Wawancara pada dasarnya dibagi menjadi tiga, yaitu: wawancara terstruktur,
semi-terstruktur, dan tidak terstruktur. Di dalam penelitian ini, akan digunakan
wawancara dengan bentuk semi-terstruktur. Wawancara untuk penelitian ini akan
dilakukan dengan cara berhadapan langsung dengan subjek penelitian. Di dalam
proses wawancara ada pedoman wawancara yang sangat umum, dengan
mencantumkan hal-hal penting yang harus ditanyakan tanpa menentukan urutan
pertanyaan. Pedoman wawancara ini digunakan untuk mengingatkan mengenai
aspek-aspek yang harus dibahas sekaligus menjadi daftar pengecek aspek relevan
yang perlu dibahas atau ditanyakan (Patton dikutip dalam Poerwandari, 2001, h.
76). Guba dan Lincoln (dikutip dalam Moleong, 2002, h. 137) menyatakan bahwa
untuk penelitian kualitatif sebaiknya digunakan wawancara terbuka. Wawancara
terbuka maksudnya adalah subjek mengetahui bahwa mereka sedang
diwawancarai dan mengetahui pula apa maksud wawancara tersebut. Di dalam
penelitian ini akan digunakan jenis wawancara tersebut.
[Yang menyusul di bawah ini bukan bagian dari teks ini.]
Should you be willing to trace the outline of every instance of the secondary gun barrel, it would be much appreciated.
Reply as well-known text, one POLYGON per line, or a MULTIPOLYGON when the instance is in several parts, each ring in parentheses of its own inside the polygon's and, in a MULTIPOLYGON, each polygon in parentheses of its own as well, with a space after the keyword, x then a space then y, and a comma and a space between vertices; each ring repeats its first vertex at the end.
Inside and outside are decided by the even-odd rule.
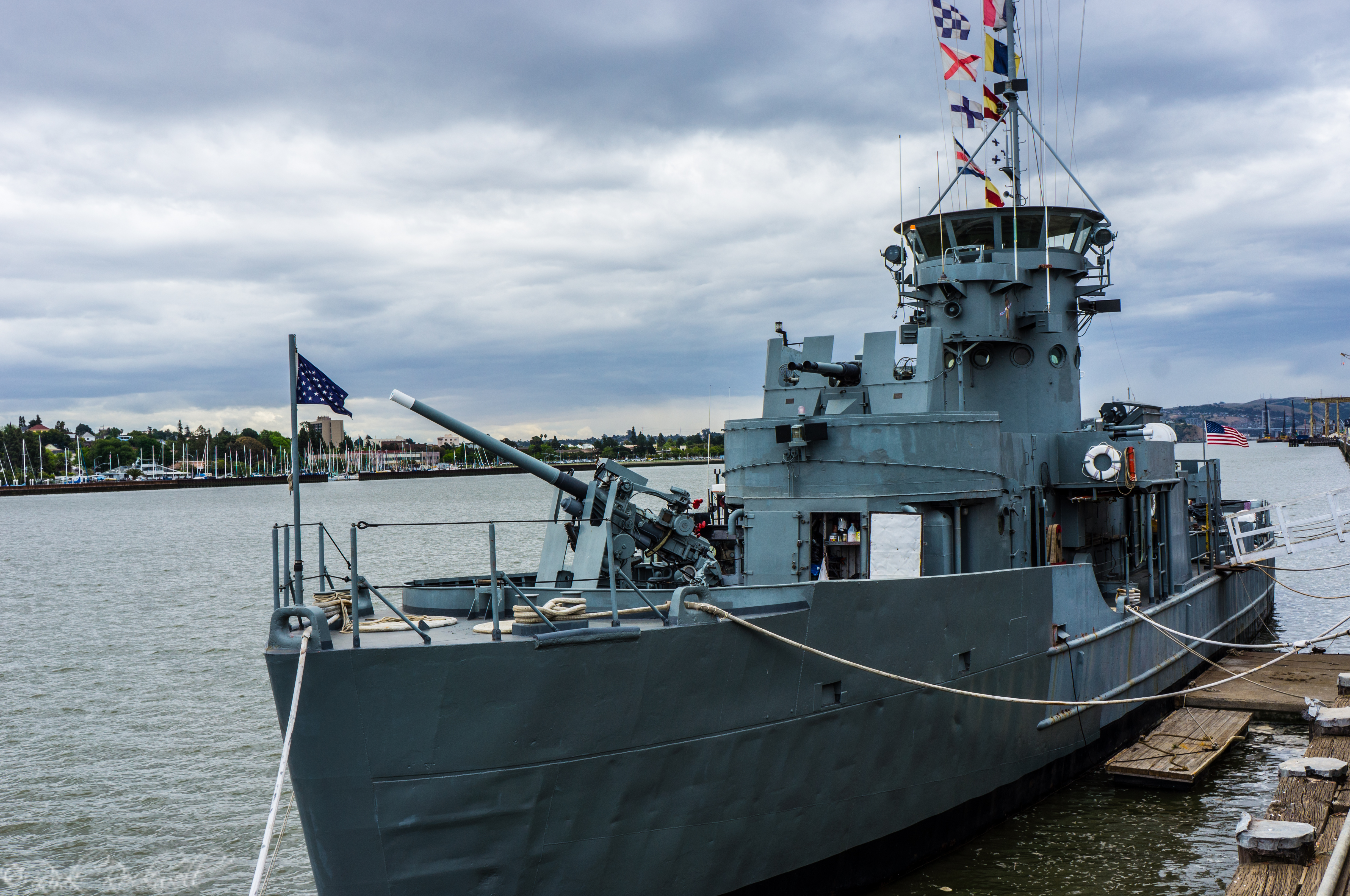
POLYGON ((574 498, 578 498, 579 501, 586 499, 586 483, 582 482, 580 479, 568 476, 562 470, 549 467, 544 461, 531 457, 522 451, 516 451, 510 445, 504 445, 502 443, 497 441, 487 433, 478 432, 468 424, 455 420, 450 414, 443 414, 441 412, 427 405, 425 402, 420 402, 412 395, 405 395, 397 389, 393 393, 390 393, 389 401, 402 405, 414 414, 421 414, 433 424, 440 424, 450 432, 455 433, 456 436, 462 436, 463 439, 467 439, 475 445, 482 445, 483 448, 493 452, 502 460, 516 464, 525 472, 535 474, 548 484, 558 486, 559 488, 572 495, 574 498))
POLYGON ((826 360, 803 360, 803 362, 788 362, 788 370, 805 370, 809 374, 819 374, 821 376, 833 376, 834 379, 842 381, 846 385, 856 386, 863 379, 863 364, 857 362, 844 362, 842 364, 832 364, 826 360))

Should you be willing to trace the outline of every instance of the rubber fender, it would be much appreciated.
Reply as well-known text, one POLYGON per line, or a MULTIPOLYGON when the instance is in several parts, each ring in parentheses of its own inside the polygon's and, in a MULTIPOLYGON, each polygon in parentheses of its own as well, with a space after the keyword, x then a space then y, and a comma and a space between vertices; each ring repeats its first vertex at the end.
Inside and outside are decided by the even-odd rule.
POLYGON ((328 617, 319 607, 310 607, 305 605, 277 607, 271 611, 271 622, 267 626, 267 649, 269 650, 294 650, 300 652, 300 636, 292 634, 290 619, 308 619, 309 626, 313 629, 309 634, 309 649, 310 650, 332 650, 333 649, 333 636, 328 629, 328 617), (319 646, 315 646, 315 641, 319 641, 319 646))
POLYGON ((563 629, 535 636, 535 649, 560 648, 574 644, 597 644, 599 641, 636 641, 643 630, 636 625, 617 625, 605 629, 563 629))

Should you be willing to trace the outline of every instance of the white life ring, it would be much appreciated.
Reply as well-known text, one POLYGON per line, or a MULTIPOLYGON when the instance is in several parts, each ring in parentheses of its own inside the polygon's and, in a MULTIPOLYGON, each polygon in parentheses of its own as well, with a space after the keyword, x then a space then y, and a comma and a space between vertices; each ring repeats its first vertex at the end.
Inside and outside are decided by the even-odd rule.
POLYGON ((1102 482, 1110 482, 1120 475, 1120 452, 1111 445, 1102 443, 1100 445, 1092 445, 1088 448, 1088 453, 1083 456, 1083 475, 1088 479, 1098 479, 1102 482), (1098 470, 1096 459, 1106 455, 1111 459, 1111 466, 1106 470, 1098 470))

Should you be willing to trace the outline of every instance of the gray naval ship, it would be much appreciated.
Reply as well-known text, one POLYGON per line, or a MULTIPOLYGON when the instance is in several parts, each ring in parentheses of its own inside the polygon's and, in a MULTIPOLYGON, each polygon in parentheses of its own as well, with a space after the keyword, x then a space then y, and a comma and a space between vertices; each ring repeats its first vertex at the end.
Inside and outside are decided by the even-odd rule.
MULTIPOLYGON (((1003 88, 1015 125, 1025 82, 1003 88)), ((763 413, 725 422, 709 506, 614 461, 545 466, 394 393, 555 490, 536 568, 406 583, 404 613, 458 625, 354 638, 313 603, 274 610, 282 726, 312 629, 290 773, 319 893, 857 891, 1169 704, 936 692, 691 605, 926 683, 1068 702, 1164 694, 1200 664, 1123 605, 1216 641, 1270 614, 1270 580, 1224 567, 1218 525, 1262 505, 1223 501, 1218 460, 1179 461, 1157 408, 1083 422, 1079 332, 1119 310, 1106 216, 1018 196, 895 229, 900 325, 849 358, 776 328, 763 413), (506 632, 560 596, 603 615, 506 632)))

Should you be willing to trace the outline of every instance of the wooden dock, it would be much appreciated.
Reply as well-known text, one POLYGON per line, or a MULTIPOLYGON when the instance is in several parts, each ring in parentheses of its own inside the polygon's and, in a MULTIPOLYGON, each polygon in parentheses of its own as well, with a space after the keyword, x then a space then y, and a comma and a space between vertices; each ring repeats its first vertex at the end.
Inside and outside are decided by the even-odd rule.
POLYGON ((1183 707, 1116 753, 1106 772, 1122 784, 1187 788, 1242 738, 1250 712, 1183 707))
MULTIPOLYGON (((1314 654, 1314 657, 1330 659, 1332 654, 1314 654)), ((1335 691, 1335 676, 1331 676, 1331 688, 1335 691)), ((1350 695, 1332 696, 1327 704, 1350 707, 1350 695)), ((1312 737, 1304 756, 1350 761, 1350 737, 1312 737)), ((1322 885, 1322 874, 1326 872, 1331 850, 1341 835, 1341 826, 1346 822, 1347 808, 1350 808, 1350 793, 1346 791, 1346 780, 1281 777, 1270 807, 1266 810, 1266 818, 1281 822, 1303 822, 1316 829, 1318 841, 1314 861, 1310 865, 1292 862, 1239 864, 1237 873, 1228 883, 1227 896, 1315 896, 1322 885)), ((1342 869, 1341 880, 1334 891, 1338 896, 1346 892, 1347 876, 1350 876, 1350 862, 1342 869)))
MULTIPOLYGON (((1220 681, 1272 659, 1274 654, 1269 652, 1231 650, 1219 660, 1222 671, 1210 667, 1187 687, 1220 681)), ((1258 719, 1301 722, 1307 706, 1303 698, 1312 696, 1331 706, 1336 699, 1336 675, 1341 672, 1350 672, 1350 653, 1296 653, 1256 675, 1212 691, 1177 698, 1177 703, 1207 710, 1238 710, 1258 719)))

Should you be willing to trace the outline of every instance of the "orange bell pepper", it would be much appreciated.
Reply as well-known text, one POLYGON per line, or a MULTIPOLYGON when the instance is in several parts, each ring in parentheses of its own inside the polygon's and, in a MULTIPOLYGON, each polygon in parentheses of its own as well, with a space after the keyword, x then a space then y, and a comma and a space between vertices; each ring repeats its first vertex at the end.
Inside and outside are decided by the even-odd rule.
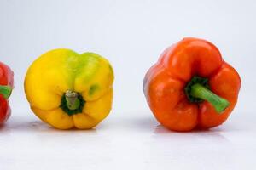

Menurut Smith et al
(dikutip dalam Poerwandari, 2001, h. 77) di dalam menyusun pertanyaan untuk
wawancara, harus diperhatikan beberapa aspek, antara lain: pewawancara harus
bersifat netral, tidak diwarnai nilai-nilai tertentu, dan tidak mengarahkan.
Kemudian juga perlu dihindari penggunaan istilah-istilah yang canggih, resmi,
ataupun tinggi, serta perlunya menggunakan pertanyaan terbuka, bukan
pertanyaan tertutup. Pertanyaan perlu diformulasikan secara jelas, sederhana,
singkat, dan tidak mengandung beberapa pesan pertanyaan sekaligus. Di dalam
pelaksanaan wawancara, ada beberapa hal yang juga harus diperhatikan, yaitu:
menyiapkan diri menjadi penerima informasi yang baik; menghindari banyak
34
bicara; mencoba untuk melakukan probe, yaitu teknik tersamar untuk memancing
subjek berbicara, probe ini harus bersifat netral atau tidak mengarahkan jawaban
subjek, peneliti juga perlu untuk bersikap peka dalam menghadapi subjek. Di
dalam pengambilan data nantinya, perlu menjalin rapport (hubungan baik) dengan
orang yang akan diwawancarai sekaligus menjaga netralitas data.
2. Observasi
Observasi dikaitkan dengan kegiatan memperhatikan secara akurat, mencatat
fenomena yang muncul, dan mempertimbangkan hubungan antar aspek dalam
fenomena tersebut (Poerwandari, 2001, h. 70). Observasi sering dianggap mudah
oleh para peneliti, padahal sebenarnya dibutuhkan latihan agar bisa mahir dalam
observasi. Alat perekam pun tidak sepenuhnya sempurna, karena kadang-kadang
ada proses yang tidak terekam kamera atau tape recorder. Kesulitan ini bisa
diatasi dengan menyediakan lembaran - lembaran khusus untuk dicatat di
lapangan. Memori peneliti sangat terbatas dan mudah terganggu dengan
banyaknya informasi dari luar sehingga perlu untuk dilakukan pencatatan
langsung setelah observasi. Buford Junker (dikutip dalam Moleong, 2002, h. 127)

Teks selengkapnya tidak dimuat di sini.